Hunt of a Lifetime Foundation Inc.
- Formation: 1999; 27 years ago
- Founder: Tina Pattison
- Founded at: Harborcreek, Pennsylvania
- Headquarters: 2227 Eastern Ave Erie, PA 16510
- President: Tina Pattison
- Website: huntofalifetime.org

= Hunt of a Lifetime =

American nonprofit organization

Hunt of a Lifetime Foundation inc. is a nonprofit 501(c)(3) organization dedicated to fulfilling hunting and fishing related wishes of children 21 and under with life-threatening illnesses.

== History ==
In 1998, Hunt of a Lifetime Foundation Inc. Founder Tina Pattison decided to grant the wish of her stepson, Matt, diagnosed with lymphoma, and began to raise money for a moose-hunting trip. Matt was 19 and too old to qualify for help from the Make-A-Wish Foundation.
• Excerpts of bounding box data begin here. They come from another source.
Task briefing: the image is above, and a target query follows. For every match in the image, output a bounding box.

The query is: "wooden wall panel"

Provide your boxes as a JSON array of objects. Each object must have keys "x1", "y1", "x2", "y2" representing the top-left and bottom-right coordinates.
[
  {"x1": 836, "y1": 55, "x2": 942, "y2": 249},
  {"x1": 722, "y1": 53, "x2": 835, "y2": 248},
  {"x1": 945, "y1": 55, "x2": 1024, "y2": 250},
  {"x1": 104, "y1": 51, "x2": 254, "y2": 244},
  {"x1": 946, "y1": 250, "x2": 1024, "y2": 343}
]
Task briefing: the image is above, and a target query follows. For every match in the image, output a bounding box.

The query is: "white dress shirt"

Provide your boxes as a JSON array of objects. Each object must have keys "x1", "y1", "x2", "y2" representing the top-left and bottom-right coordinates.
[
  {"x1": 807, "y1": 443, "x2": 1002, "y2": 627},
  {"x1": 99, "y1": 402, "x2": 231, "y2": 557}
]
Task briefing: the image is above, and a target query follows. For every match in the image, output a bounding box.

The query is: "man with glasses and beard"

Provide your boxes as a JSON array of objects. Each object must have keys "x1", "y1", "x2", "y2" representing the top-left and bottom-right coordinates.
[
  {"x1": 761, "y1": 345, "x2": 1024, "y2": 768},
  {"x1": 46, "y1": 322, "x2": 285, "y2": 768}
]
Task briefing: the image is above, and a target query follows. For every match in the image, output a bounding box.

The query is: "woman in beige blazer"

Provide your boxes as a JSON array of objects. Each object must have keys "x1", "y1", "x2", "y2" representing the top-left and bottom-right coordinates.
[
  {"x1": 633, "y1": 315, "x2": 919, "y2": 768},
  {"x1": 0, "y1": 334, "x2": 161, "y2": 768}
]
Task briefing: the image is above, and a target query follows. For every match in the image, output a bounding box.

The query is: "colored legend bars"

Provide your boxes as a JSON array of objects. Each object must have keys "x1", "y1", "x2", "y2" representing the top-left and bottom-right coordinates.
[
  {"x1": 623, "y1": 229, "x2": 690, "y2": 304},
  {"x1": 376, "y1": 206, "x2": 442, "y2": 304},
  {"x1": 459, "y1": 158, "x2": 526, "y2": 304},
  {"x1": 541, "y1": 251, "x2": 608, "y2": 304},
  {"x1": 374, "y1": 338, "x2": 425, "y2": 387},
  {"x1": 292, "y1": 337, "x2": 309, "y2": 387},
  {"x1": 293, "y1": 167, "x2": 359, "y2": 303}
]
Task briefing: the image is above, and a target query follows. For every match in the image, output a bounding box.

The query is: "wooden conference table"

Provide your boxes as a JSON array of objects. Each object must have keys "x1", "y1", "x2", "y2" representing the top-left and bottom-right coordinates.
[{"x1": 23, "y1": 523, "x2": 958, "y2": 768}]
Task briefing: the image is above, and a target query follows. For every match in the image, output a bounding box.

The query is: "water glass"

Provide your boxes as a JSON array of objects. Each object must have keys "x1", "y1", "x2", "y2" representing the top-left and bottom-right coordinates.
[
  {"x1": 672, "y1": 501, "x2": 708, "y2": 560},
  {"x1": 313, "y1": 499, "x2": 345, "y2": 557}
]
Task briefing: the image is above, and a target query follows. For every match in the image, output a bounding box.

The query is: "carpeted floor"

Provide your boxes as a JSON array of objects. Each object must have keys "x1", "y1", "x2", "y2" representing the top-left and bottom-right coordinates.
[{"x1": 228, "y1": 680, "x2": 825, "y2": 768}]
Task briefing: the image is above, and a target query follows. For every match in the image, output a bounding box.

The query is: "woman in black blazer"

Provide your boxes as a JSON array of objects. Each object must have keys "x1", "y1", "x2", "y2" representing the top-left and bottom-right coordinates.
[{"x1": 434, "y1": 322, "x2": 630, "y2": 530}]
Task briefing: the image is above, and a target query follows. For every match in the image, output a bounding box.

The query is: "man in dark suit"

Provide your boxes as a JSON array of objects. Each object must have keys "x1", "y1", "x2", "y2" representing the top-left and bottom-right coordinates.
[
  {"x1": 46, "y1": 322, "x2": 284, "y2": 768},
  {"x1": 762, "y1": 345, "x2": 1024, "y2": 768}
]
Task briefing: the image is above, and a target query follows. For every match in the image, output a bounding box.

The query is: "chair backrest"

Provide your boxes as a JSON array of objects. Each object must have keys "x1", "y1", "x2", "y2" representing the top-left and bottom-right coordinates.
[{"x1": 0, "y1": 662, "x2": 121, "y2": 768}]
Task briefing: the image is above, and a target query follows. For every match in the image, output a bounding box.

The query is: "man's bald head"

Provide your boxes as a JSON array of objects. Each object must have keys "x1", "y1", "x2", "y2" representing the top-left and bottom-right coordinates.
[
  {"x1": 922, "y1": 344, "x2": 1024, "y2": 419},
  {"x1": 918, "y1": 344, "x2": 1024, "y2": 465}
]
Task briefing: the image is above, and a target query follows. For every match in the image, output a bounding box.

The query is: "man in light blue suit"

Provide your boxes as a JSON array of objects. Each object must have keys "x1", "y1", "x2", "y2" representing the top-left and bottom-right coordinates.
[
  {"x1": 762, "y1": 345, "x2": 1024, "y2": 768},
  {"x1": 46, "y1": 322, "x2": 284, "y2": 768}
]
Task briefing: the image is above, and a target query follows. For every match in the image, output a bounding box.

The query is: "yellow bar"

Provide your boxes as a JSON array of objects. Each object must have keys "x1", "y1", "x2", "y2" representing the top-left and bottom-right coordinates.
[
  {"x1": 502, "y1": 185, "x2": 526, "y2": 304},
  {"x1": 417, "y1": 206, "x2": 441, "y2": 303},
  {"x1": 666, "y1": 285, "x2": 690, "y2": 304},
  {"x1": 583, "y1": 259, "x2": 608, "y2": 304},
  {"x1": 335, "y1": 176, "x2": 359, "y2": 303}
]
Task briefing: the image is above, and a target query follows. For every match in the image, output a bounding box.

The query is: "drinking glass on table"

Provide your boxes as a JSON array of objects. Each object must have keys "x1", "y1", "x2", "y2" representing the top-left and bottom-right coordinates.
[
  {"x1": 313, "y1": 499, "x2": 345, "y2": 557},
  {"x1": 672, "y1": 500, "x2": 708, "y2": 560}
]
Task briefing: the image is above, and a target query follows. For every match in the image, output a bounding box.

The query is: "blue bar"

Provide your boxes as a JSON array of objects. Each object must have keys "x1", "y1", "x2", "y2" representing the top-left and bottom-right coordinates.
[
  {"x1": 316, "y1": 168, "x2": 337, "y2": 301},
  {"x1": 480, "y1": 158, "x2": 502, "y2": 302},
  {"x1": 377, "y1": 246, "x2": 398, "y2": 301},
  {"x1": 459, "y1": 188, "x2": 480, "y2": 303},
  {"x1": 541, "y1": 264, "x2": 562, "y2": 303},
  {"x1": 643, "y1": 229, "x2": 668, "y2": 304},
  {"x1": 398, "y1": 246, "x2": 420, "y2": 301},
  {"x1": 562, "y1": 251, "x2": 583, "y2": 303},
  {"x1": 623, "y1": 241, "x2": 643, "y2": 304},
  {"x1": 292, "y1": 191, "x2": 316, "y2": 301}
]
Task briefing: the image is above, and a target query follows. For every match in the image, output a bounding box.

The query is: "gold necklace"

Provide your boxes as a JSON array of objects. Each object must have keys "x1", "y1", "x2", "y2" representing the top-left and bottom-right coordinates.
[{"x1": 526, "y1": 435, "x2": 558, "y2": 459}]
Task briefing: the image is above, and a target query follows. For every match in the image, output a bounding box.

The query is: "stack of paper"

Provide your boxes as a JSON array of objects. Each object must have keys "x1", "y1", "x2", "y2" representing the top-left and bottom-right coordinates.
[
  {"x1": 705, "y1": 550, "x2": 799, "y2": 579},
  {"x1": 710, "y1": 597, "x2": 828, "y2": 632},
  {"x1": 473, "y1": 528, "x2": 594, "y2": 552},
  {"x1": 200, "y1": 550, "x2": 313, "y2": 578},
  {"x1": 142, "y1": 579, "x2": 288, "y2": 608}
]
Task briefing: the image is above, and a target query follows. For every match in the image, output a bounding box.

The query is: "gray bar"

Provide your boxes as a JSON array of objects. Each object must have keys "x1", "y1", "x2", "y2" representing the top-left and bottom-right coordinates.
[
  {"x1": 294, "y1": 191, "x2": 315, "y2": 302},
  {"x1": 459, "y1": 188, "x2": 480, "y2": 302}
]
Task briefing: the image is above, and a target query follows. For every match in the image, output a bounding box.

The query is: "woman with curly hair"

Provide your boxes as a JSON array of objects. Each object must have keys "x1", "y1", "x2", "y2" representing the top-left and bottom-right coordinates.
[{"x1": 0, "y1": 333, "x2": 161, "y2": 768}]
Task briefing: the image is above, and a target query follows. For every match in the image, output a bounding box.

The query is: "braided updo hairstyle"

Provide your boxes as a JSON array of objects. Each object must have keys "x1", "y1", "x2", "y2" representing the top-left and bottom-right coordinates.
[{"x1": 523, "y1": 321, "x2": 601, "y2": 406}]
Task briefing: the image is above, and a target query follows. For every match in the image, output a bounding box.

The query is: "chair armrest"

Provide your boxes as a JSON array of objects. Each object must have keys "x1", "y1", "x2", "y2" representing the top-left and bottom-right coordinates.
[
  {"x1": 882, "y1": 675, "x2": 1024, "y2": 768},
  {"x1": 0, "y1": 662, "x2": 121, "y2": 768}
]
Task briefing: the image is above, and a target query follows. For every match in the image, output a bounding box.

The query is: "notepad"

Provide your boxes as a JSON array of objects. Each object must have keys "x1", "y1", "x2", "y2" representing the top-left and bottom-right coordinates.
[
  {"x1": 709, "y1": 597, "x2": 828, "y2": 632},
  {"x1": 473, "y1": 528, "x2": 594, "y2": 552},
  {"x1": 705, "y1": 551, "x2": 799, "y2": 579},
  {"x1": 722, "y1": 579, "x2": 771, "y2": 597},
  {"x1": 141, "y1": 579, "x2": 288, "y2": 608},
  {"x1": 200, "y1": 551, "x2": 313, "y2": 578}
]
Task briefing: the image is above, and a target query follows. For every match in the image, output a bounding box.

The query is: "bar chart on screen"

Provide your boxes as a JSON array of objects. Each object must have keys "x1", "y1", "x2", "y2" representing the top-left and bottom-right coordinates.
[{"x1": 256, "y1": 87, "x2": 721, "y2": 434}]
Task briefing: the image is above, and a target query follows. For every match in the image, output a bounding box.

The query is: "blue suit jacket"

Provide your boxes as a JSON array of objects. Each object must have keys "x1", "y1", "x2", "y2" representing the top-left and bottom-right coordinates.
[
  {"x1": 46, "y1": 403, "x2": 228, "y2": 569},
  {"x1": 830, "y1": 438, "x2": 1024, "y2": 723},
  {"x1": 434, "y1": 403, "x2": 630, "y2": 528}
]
However, Pattison sent him on the trip after raising funds from hunters and hunting-supply companies in the US and Canada.

In 1999, Matt died of lymphoma. In that same year, the Make-A-Wish Foundation, responding to criticisms from animal rights groups and concerns over child safety, ceased granting hunting-related wishes. Cash donations collected at Matt's funeral were used to start the foundation.